Introduction of Overseas Portfolio Investment

The ODI Guidelines define Overseas Portfolio Investment (‘OPI’) as investment other than ODI, in foreign securities. However, OPI cannot be made in: (i) any unlisted debt instrument; (ii) any securities issued by a person resident in India who is not in an IFSC; (iii) any derivative unless otherwise permitted by RBI; or (iv) commodities including Bullion Depository Receipts. While the financial commitment of an Indian entity under ODI is capped at 400% of such Indian entity’s net worth as on the date of the last audited balance sheet, investment as OPI by an Indian entity cannot exceed 50% of its net worth as on the date of its last audited balance sheet.  The liberalised position, therefore, is that any operating Indian company can make investment through OPI and this is an avenue that may be used in the near future. It is pertinent to note that unlike in the case of listed Indian companies, OPI by an unlisted Indian entity may be undertaken only in limited scenarios such as: (i) acquisition of equity capital by way of rights issue or allotment of bonus share; (ii) capitalisation as permitted under Foreign Exchange Management Act, 1999 (‘FEMA’); (iii) swap of securities; and (iv) merger, demerger, amalgamation or any scheme of arrangement.

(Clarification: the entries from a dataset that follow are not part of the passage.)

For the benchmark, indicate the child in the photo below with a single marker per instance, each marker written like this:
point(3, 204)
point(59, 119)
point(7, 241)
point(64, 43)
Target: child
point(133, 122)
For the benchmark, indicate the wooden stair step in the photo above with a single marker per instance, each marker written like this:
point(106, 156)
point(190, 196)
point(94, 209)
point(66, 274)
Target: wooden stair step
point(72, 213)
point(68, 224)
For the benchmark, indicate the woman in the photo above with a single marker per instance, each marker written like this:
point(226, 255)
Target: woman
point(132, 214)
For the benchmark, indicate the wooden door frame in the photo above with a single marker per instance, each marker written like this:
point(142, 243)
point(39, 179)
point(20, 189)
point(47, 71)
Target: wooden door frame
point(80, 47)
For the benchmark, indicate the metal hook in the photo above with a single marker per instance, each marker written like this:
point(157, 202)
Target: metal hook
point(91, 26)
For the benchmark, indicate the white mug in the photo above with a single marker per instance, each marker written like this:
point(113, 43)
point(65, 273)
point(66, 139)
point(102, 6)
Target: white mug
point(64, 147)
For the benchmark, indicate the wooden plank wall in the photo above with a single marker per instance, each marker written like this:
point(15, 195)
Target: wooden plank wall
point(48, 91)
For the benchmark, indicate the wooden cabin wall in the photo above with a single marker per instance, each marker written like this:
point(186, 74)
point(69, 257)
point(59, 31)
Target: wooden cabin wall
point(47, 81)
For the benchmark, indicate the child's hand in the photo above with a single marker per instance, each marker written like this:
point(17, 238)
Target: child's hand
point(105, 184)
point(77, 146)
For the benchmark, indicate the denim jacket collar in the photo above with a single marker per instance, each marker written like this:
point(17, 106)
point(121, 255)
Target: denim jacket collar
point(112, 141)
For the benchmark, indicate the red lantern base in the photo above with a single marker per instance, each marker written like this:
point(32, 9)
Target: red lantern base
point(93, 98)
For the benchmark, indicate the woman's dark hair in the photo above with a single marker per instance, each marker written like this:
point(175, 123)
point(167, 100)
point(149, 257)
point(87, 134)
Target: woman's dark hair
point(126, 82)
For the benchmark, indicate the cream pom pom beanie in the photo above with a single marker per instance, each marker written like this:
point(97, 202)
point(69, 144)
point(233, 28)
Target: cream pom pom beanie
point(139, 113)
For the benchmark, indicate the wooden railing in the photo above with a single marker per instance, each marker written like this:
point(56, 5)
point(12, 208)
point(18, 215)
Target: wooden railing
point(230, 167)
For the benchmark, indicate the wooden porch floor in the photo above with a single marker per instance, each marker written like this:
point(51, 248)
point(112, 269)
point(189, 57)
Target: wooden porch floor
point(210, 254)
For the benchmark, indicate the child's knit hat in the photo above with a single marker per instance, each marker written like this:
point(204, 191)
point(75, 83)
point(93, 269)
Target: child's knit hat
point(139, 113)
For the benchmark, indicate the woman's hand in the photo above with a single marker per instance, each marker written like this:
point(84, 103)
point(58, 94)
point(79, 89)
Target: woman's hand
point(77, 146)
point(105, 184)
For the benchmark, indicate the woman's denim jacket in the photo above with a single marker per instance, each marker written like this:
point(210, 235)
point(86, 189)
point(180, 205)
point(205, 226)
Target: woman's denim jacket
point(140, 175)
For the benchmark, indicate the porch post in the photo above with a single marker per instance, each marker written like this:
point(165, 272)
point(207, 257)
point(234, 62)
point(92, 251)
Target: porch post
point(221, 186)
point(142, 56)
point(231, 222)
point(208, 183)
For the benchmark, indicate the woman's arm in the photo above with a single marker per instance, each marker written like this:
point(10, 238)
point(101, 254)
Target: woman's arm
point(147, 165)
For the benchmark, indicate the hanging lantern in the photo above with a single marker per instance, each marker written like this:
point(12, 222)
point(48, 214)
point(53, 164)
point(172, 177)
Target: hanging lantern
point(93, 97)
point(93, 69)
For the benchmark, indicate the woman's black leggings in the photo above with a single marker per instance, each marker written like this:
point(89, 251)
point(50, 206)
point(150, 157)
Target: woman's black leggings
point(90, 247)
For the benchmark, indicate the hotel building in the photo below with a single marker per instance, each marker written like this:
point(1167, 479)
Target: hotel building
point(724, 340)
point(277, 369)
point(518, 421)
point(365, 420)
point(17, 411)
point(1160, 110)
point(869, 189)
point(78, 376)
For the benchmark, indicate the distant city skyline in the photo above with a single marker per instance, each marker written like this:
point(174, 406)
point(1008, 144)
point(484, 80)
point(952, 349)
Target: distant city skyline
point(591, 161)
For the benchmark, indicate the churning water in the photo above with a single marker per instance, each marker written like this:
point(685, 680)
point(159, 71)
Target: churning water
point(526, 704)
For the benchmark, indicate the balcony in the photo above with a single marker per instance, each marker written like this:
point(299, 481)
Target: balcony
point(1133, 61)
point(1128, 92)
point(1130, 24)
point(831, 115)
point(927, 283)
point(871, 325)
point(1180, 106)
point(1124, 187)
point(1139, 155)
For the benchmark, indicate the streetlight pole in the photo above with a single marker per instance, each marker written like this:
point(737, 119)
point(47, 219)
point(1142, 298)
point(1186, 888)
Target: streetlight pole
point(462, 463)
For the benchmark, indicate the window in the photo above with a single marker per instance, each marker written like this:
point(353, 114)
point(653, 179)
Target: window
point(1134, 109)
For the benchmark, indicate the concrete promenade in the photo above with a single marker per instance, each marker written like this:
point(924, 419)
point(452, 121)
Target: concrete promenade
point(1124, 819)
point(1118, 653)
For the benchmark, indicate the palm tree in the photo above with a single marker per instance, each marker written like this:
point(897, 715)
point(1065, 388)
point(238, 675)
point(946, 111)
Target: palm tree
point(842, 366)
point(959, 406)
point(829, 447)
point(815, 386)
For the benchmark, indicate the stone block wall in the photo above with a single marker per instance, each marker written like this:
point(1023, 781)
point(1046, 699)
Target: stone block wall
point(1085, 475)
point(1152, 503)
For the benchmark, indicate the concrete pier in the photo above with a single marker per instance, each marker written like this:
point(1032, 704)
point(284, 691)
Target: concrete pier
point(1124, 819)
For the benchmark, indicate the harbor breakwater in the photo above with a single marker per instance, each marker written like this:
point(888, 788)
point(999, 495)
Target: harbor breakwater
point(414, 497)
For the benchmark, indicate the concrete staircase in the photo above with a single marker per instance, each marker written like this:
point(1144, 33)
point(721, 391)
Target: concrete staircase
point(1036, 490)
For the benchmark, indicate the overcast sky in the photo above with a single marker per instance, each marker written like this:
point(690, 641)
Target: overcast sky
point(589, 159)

Clarification on Structural Round Tripping

Under the erstwhile FEMA 120, the RBI did not permit an Indian party: (i) to set up Indian subsidiary(ies) through its foreign WOS or JV; or (ii) to invest in a foreign WOS or JV that had any direct/indirect investment in India. The earlier blanket restriction has now been liberalised and under the ODI Rules, a person resident in India may make financial commitment in a foreign entity that has invested or invests into India, provided that such structure does not result in more than two layers of subsidiaries. The abovementioned layer restriction does not apply to: (i) banks; (ii) systemically important non-banking financial companies (NBFCs); (iii) insurance companies; and (iv) Government companies.

Swap of Securities

While FEMA 120 only permitted ODI through swap of shares, the ODI Guidelines now also permits a swap of ‘securities’ by an Indian entity and a swap of securities on account of a merger, demerger, amalgamation or liquidation by a resident individual.

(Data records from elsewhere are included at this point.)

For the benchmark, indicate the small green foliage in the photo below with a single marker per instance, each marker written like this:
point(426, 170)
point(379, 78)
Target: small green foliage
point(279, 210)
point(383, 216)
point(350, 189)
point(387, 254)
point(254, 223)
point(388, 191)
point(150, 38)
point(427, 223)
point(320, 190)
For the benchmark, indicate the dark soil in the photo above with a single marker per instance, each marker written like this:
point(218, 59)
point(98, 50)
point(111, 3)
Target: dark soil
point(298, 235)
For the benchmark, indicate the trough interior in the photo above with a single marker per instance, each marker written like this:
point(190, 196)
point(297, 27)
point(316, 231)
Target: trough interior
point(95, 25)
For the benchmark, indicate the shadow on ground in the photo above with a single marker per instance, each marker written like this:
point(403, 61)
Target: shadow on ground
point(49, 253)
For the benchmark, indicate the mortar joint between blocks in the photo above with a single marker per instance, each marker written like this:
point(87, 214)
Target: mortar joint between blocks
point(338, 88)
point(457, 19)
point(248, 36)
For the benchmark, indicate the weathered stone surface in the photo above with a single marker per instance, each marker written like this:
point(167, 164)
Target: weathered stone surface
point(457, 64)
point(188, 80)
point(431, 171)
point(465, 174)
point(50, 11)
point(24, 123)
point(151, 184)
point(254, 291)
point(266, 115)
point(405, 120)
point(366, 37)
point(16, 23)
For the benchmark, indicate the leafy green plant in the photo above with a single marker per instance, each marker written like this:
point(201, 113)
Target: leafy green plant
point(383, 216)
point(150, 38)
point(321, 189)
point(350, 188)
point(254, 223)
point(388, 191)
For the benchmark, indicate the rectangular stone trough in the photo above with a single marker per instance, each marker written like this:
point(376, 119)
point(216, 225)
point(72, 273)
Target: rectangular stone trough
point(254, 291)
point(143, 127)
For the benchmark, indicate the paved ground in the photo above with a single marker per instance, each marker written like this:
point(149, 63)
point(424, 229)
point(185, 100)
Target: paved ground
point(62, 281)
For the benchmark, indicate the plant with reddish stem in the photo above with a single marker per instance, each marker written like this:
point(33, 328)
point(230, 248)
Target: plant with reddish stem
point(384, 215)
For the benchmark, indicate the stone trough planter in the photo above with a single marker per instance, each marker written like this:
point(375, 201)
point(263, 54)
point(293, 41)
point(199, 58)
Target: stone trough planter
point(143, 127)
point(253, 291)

Liberalisation of ODI in Financial Services

While earlier only an Indian entity engaged in financial services could make ODI in a foreign entity directly or indirectly engaged in financial services activity, now even an Indian entity not engaged in the financial services sector may invest in such an offshore entity (other than those engaged in banking or insurance activities) without the requirement of RBI approval, provided that the Indian entity has posted net profits during the preceding three financial years. As a COVID relief measure, the net profit requirement over the last two years (i.e., 2020-21 to 2021-22) may be excluded where the Indian entity is unable to meet the profitability requirement due to COVID impact.

Overseas Investment by Resident Individuals

Under the earlier regime, ODI in a foreign entity with a stepdown subsidiary was not permitted by a resident individual. However, under the ODI Guidelines, ODI is permitted in a foreign entity with stepdown subsidiary, provided that the resident individual does not exercise control over the foreign entity.  Additionally, any acquisition of foreign securities by resident individuals by way of inheritance is permitted without any Liberalised Remittance Scheme (‘LRS’) limits, while acquisition by way of employee stock options will be reckoned towards the LRS limit of the person concerned.  Lastly, any acquisition of foreign securities by resident individuals by way of gift is permitted from another resident individual, without any LRS limits, provided such resident individual is a relative and is holding securities in compliance with FEMA.

Way Forward

The slew of changes brought in by the ODI Guidelines will encourage Indian entities and resident Indians to expand their business in other countries. Some of these changes, especially in relation to OPI by Indian entities, have been long awaited and are being welcomed by market participants.